She nearly didn’t come to optometry school—but now that she’s here, she is excelling.
Many say that test results only tell part of the story—that the numbers are great, but not the full picture of the person who took the exam. But there are times when a test result perfectly represents the story behind the number. And that is the case with Ms. Kyra Dorgeloh and the National Board Exams.
Ms. Dorgeloh, who will begin her final year at SUNY Optometry this fall, received the highest score of any student at the College on Part One of the test. And while that is stellar, it is also to be expected of a student who has been consistently conscientious since entering the classroom—and even before she was enrolled.
“I was excited!” Ms. Dorgeloh says about getting her score. “It was a long few months of studying. We all worked really hard and it was so helpful to have people to study with and to know that we were all going through the same thing.”

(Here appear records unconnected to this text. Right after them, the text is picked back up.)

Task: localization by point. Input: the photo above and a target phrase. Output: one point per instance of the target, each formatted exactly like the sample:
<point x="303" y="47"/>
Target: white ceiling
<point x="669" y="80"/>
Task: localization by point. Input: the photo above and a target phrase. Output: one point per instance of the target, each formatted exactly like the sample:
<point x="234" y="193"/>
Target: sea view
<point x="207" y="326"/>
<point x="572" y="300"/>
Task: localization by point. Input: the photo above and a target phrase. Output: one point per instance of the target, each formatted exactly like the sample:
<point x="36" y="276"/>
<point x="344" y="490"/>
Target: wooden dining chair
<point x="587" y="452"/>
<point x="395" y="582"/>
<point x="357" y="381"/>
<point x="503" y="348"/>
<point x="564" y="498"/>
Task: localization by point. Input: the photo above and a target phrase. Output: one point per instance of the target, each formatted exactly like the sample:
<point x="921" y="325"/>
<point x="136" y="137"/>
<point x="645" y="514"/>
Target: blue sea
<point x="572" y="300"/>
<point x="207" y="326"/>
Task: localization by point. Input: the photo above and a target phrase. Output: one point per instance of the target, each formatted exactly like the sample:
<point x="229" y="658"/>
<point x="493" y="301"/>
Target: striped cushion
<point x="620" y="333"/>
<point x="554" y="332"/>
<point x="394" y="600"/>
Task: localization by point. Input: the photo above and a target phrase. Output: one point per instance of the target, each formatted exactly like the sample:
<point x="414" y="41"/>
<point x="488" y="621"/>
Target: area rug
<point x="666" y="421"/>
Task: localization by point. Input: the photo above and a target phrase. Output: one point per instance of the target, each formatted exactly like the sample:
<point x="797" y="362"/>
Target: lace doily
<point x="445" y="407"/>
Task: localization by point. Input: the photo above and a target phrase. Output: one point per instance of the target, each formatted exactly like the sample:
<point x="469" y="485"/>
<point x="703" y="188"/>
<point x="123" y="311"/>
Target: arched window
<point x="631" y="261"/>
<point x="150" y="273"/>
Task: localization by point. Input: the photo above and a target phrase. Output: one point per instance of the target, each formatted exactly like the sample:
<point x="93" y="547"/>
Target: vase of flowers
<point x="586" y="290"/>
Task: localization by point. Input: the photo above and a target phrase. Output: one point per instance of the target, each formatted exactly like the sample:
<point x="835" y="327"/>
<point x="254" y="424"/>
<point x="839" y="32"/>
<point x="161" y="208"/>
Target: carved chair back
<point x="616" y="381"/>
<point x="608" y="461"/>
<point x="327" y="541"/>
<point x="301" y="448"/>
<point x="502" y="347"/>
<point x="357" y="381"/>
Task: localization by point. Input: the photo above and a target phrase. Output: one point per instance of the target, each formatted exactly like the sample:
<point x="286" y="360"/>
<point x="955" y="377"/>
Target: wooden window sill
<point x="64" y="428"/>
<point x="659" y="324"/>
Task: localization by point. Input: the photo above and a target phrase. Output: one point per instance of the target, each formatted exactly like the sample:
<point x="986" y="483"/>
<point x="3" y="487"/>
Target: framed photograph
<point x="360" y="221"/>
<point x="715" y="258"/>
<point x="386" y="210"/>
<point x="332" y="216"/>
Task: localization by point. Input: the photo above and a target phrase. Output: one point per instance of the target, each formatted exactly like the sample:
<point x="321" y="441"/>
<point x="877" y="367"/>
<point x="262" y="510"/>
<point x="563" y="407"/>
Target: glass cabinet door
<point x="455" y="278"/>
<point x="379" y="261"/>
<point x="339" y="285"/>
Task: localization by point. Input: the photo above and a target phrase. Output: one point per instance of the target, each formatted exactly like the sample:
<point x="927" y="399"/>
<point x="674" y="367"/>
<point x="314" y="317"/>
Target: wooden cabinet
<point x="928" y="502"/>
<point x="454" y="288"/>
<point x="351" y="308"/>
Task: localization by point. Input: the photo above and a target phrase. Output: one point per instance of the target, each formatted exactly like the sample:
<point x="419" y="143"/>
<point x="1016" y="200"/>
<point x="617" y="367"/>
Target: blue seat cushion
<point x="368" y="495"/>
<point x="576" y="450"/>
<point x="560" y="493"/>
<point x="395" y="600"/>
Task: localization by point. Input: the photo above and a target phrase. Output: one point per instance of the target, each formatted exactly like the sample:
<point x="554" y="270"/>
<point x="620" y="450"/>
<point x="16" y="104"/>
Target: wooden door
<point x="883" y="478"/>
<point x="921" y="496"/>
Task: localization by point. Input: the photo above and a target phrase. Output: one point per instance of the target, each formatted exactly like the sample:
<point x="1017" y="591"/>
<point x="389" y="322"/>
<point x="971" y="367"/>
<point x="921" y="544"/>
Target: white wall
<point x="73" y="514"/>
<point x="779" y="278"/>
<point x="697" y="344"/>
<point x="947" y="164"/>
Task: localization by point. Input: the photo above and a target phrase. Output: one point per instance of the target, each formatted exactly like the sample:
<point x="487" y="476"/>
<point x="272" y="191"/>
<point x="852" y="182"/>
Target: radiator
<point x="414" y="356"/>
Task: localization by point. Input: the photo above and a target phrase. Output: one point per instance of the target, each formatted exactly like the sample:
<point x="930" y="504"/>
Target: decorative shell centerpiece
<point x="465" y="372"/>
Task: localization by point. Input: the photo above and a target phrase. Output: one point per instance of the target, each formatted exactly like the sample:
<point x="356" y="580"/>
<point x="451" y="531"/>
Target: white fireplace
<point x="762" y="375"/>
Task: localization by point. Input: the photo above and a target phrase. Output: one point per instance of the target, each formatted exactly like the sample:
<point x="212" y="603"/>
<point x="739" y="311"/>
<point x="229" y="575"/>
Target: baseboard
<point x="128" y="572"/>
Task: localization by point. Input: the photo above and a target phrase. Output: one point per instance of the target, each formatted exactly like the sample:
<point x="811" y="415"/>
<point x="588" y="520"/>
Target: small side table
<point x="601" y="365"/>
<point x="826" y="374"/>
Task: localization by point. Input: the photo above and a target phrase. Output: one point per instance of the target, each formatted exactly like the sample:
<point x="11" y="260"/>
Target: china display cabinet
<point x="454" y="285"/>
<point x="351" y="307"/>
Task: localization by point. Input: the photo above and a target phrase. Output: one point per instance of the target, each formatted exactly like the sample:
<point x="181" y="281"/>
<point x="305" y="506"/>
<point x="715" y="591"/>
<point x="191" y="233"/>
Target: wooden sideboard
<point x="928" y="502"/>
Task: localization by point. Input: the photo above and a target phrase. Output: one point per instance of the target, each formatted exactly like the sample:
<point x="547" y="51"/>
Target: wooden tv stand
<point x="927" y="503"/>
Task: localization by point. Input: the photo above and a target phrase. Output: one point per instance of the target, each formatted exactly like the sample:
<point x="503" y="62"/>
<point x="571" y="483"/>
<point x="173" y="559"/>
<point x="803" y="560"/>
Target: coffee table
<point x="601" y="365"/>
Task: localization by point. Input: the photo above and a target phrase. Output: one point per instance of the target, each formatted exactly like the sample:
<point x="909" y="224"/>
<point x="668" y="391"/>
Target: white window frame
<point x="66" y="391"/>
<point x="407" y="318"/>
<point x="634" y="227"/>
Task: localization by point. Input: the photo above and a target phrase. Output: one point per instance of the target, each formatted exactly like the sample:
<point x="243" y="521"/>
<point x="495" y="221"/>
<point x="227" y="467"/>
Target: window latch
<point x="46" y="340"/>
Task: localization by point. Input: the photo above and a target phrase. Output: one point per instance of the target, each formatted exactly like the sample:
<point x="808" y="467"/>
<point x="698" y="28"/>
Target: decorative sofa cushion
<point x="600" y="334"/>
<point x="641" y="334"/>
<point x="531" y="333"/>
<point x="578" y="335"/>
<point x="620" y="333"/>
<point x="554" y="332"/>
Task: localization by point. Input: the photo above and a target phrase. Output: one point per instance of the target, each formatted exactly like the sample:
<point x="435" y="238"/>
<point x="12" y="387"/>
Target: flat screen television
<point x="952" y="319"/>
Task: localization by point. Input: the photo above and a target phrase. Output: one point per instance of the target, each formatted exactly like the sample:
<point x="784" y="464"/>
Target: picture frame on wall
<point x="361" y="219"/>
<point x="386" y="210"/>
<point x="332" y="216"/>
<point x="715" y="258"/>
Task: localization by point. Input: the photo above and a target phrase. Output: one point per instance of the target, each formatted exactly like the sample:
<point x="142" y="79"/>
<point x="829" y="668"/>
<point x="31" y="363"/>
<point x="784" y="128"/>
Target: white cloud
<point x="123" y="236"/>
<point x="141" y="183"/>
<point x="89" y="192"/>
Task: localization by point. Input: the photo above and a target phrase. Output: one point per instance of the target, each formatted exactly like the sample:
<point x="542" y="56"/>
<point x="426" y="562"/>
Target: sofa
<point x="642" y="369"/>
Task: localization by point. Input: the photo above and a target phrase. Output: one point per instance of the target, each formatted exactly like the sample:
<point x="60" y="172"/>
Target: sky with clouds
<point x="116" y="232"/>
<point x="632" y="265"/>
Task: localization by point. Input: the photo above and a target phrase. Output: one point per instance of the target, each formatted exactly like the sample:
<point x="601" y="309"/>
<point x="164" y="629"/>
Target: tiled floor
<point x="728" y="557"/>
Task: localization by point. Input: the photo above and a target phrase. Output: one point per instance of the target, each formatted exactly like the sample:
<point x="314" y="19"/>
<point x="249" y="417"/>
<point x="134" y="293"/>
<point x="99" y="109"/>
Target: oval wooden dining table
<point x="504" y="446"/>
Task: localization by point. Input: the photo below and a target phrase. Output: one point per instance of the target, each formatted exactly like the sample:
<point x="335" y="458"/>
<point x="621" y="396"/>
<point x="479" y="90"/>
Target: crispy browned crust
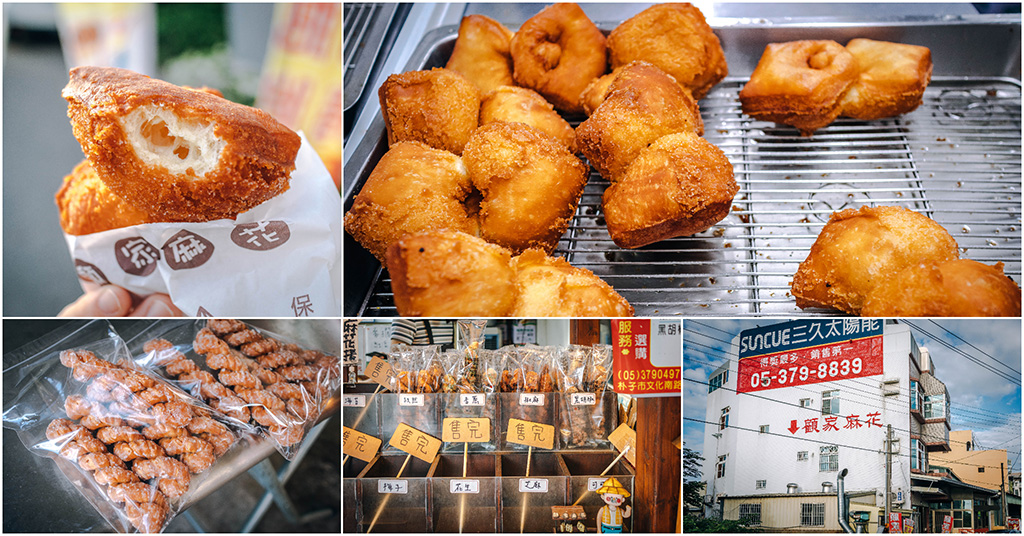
<point x="557" y="52"/>
<point x="679" y="186"/>
<point x="450" y="274"/>
<point x="438" y="108"/>
<point x="642" y="105"/>
<point x="800" y="83"/>
<point x="88" y="206"/>
<point x="858" y="249"/>
<point x="519" y="105"/>
<point x="530" y="184"/>
<point x="953" y="288"/>
<point x="481" y="52"/>
<point x="677" y="39"/>
<point x="892" y="81"/>
<point x="253" y="167"/>
<point x="413" y="189"/>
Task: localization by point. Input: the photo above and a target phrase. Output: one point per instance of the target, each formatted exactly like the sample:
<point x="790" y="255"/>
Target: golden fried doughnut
<point x="679" y="186"/>
<point x="675" y="38"/>
<point x="859" y="249"/>
<point x="413" y="189"/>
<point x="892" y="81"/>
<point x="642" y="105"/>
<point x="519" y="105"/>
<point x="481" y="52"/>
<point x="953" y="288"/>
<point x="800" y="83"/>
<point x="557" y="52"/>
<point x="530" y="186"/>
<point x="178" y="154"/>
<point x="450" y="274"/>
<point x="438" y="108"/>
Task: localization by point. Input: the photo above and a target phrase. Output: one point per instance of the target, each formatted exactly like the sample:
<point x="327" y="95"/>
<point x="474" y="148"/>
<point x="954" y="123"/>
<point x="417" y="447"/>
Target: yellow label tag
<point x="466" y="429"/>
<point x="358" y="445"/>
<point x="625" y="437"/>
<point x="530" y="434"/>
<point x="380" y="371"/>
<point x="412" y="441"/>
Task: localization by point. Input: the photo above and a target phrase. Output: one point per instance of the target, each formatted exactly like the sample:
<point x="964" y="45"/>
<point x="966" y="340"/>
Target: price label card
<point x="465" y="429"/>
<point x="531" y="399"/>
<point x="473" y="399"/>
<point x="410" y="400"/>
<point x="354" y="401"/>
<point x="412" y="441"/>
<point x="358" y="445"/>
<point x="532" y="485"/>
<point x="583" y="399"/>
<point x="530" y="434"/>
<point x="384" y="486"/>
<point x="464" y="486"/>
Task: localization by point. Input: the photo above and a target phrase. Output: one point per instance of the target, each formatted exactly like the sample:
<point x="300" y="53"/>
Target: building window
<point x="829" y="403"/>
<point x="750" y="513"/>
<point x="812" y="514"/>
<point x="828" y="459"/>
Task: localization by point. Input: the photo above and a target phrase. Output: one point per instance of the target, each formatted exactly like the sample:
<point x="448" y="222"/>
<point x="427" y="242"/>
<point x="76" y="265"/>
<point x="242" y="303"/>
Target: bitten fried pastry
<point x="678" y="186"/>
<point x="858" y="249"/>
<point x="557" y="52"/>
<point x="675" y="38"/>
<point x="438" y="108"/>
<point x="529" y="183"/>
<point x="450" y="274"/>
<point x="892" y="80"/>
<point x="179" y="154"/>
<point x="643" y="104"/>
<point x="519" y="105"/>
<point x="413" y="189"/>
<point x="481" y="52"/>
<point x="800" y="83"/>
<point x="954" y="288"/>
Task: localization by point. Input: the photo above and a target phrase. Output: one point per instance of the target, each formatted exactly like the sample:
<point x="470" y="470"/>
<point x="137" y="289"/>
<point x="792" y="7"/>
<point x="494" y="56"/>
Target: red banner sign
<point x="850" y="359"/>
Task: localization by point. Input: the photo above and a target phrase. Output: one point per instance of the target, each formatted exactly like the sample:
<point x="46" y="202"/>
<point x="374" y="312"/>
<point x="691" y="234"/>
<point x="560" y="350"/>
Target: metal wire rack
<point x="956" y="159"/>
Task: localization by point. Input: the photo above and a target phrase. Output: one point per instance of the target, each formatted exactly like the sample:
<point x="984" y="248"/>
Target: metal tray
<point x="955" y="159"/>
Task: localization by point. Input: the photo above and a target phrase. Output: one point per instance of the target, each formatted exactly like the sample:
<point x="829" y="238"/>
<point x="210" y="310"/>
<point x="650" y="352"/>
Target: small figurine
<point x="609" y="518"/>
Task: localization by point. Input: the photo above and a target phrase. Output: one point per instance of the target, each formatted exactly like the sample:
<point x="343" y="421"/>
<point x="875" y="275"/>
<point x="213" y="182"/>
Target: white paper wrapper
<point x="282" y="258"/>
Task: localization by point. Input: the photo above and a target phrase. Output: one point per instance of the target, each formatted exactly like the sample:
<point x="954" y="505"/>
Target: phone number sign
<point x="806" y="360"/>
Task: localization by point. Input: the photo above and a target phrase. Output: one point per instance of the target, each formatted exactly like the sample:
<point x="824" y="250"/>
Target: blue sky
<point x="980" y="400"/>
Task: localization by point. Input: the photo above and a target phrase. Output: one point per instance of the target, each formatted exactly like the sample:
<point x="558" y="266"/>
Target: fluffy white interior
<point x="161" y="138"/>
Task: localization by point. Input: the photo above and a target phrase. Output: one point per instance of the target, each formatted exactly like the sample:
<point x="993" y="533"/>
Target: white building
<point x="800" y="401"/>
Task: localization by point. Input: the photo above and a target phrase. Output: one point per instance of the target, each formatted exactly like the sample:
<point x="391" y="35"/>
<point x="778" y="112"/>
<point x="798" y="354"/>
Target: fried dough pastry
<point x="450" y="274"/>
<point x="551" y="287"/>
<point x="438" y="108"/>
<point x="413" y="189"/>
<point x="892" y="81"/>
<point x="953" y="288"/>
<point x="518" y="105"/>
<point x="858" y="249"/>
<point x="557" y="52"/>
<point x="88" y="206"/>
<point x="800" y="83"/>
<point x="675" y="38"/>
<point x="643" y="104"/>
<point x="481" y="52"/>
<point x="178" y="154"/>
<point x="679" y="186"/>
<point x="530" y="184"/>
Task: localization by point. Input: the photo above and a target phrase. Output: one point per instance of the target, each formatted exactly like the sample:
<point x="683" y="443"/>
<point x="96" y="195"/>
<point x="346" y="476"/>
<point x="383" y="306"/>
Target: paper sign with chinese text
<point x="358" y="445"/>
<point x="412" y="441"/>
<point x="466" y="429"/>
<point x="530" y="434"/>
<point x="647" y="357"/>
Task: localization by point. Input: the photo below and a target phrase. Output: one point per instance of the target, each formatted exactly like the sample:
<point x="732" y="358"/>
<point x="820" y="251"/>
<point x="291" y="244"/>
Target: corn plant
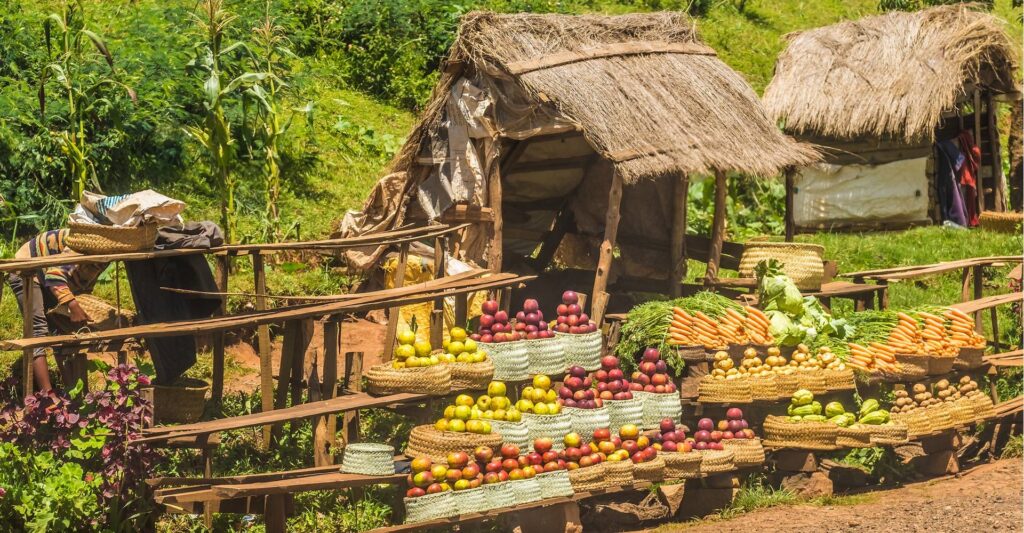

The University of North Carolina graduate nearly didn’t make it to optometry school. “I didn’t quite know what I wanted to do after my undergraduate degree,” says Ms. Dorgeloh, who was a biology major and tried veterinarian school before realizing it was not for her. “Then I found a job in a research lab at Bayer Crop Science and considered pursuing a master’s degree.” She stayed at the lab for two years, working with the team responsible for molecular testing of plant samples.
Throughout this time, Ms. Dorgeloh was developing an interest in optometry. She spent Saturdays as a technician at Doctors Vision Center, a private practice in North Carolina, and after years of not being sure, she suddenly was: “I loved my job at the practice. The doctors there were so helpful and gave me great insight into the profession. I worked for two years, and in the meantime finished my prerequisites, took the OAT and did my interviews at SUNY Optometry.”
When the Johannesburg, South Africa, native moved to New York City, she arrived knowing she had found her career. “I liked SUNY Optometry because I felt it had a good balance of academics and clinical experience,” says Ms. Dorgeloh. Still, for all of the coursework, the most important lesson didn’t require a classroom. “I think the biggest thing I’ve learned—and am still learning—is to be flexible. Between all of the classes we take, all of the clinics we rotate through, and all of the cases that end up in our chair, it takes some flexibility to do your best no matter what comes your way.”
Ms. Dorgeloh has clearly mastered the art of being flexible to achieve, as illustrated by her National Board Exam scores. In her final year, she says she will continue to strive for this work-life balance. Her post-graduation plans are to find a residency in primary care or ocular disease—and to make a mark on the city where she is already excelling in her professional calling.